A esto siguió una nueva crisis; no hay palabras para describir el dolor de todos los que allí estábamos. Dios permitió que el santo cuerpo sufriera hasta el final, pero la crisis pasó y poco a poco su respiración se calmó una vez más, casi se hizo normal. Una vez más todo el mundo se retiró a la habitación contigua a rezar y esperar. Yo me quedé junto a la cama de Don Bosco. Cerca de las cuatro, me di cuenta de que su respiración ya no era suave y aparecían gotas de sudor. Entré a la habitación contigua y alerté a todos los superiores. Cuando todos estaban de nuevo de rodillas alrededor de la cama, se dijeron las oraciones a las que siguieron las letanías; después de las cuales, el obispo leyó el Proficiscerse (Sal, oh alma cristiana). Luego, sin que nos diéramos cuenta de ello, mientras todos nosotros manteníamos los ojos fijos en aquel rostro querido, Don Bosco se quedó dormido en el Señor. Eran las cuatro cuarenta y cinco de la mañana del martes 31 de enero de 1888.
Don Bosco murió sin violencia. Nos mantuvimos de rodillas y mirándole. Parecía dormido. Pero su alma ya había volado al cielo para recibir en el hermoso paraíso de Dios, la recompensa preparada para él por sus virtudes heroicas y sus trabajos. No se puede describir el dolor que todos experimentamos en esos momentos. Aun de rodillas, alrededor de la cama, seguimos rezando y llorando. No podíamos retirar nuestros ojos de aquel rostro venerado. Parecía que iba a despertar en cualquier momento y dirigirnos alguna palabra más de aliento y de consejo. Todo el mundo estaba abrumado por el dolor. Pero Don Rua dijo: «Nos hemos quedado doblemente huérfanos. Pero consolémonos. Si hemos perdido un padre, hemos adquirido un protector en el cielo. Mostrémonos dignos de él, siguiendo sus santos ejemplos. Vamos a mantener vivo su espíritu y lo vamos a transmitir también a nuestros jóvenes. Si se hace esto, Dios hará que nuestro padre Don Bosco viva entre nosotros hasta el fin del mundo».”
Hasta aquí el emotivo final contado por Enria.
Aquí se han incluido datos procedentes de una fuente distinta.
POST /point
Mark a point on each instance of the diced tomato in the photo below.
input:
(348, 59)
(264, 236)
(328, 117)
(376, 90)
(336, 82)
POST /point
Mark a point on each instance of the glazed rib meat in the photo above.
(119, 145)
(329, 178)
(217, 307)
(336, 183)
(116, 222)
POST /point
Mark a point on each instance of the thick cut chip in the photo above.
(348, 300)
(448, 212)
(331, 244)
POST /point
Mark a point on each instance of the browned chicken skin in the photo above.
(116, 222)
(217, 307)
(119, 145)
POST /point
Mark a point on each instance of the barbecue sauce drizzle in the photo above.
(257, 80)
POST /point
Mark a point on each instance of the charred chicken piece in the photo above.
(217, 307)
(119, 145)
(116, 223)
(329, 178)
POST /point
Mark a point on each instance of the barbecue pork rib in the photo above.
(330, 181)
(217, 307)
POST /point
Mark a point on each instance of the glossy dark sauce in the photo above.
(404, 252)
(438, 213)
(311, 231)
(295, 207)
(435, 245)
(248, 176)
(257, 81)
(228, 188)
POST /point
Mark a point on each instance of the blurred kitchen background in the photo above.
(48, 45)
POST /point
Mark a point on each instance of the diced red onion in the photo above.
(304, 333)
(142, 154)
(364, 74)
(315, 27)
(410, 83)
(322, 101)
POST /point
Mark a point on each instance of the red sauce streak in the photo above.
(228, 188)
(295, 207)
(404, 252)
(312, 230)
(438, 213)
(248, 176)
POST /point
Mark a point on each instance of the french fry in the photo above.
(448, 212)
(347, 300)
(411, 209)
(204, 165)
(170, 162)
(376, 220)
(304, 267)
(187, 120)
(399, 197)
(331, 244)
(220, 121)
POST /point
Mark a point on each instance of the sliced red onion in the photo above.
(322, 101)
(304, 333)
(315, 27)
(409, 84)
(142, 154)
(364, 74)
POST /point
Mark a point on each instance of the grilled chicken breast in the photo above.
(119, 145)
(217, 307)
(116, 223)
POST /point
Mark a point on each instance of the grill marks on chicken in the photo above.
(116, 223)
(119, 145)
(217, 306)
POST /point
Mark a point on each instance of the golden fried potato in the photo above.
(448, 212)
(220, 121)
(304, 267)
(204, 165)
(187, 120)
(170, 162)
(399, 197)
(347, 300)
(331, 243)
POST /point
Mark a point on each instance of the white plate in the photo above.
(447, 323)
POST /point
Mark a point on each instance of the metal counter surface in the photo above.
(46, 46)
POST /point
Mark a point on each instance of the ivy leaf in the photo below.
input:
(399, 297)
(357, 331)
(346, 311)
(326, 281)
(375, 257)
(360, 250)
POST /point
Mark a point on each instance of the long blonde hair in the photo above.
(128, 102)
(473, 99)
Don Bosco murió santamente. Murió, como había vivido, unido a Cristo crucificado, invocando la intercesión de María. En oración de entrega total a Dios. Y por más notable que sea, no es sorprendente.
El lado humano de Don Bosco se revela a cada paso en lo narrado por Enria. Aparece un hombre que ha logrado mucho en su vida y ha recibido el reconocimiento, hasta la adulación, por todas partes. Aquí también está un hombre que, con absoluta coherencia, acepta sus limitaciones, humildemente reconoce su impotencia y sus necesidades, y se entrega confiadamente al cuidado de los demás.
Por otro lado, el servicio delicado y sin límites prestado a Don Bosco por sus hijos espirituales parece absolutamente increíble. Permanecieron constantemente a su lado no solo los pocos que lo asistían, sino muchos otros; desde luego, todos sus más allegados, pasaron horas y horas cuidándolo en la cama con amor asombroso. […] Era la agradecida respuesta del corazón al verdadero amor, a la sincera devoción y la constante preocupación que el buen padre había tenido por sus hijos queridos durante toda la vida.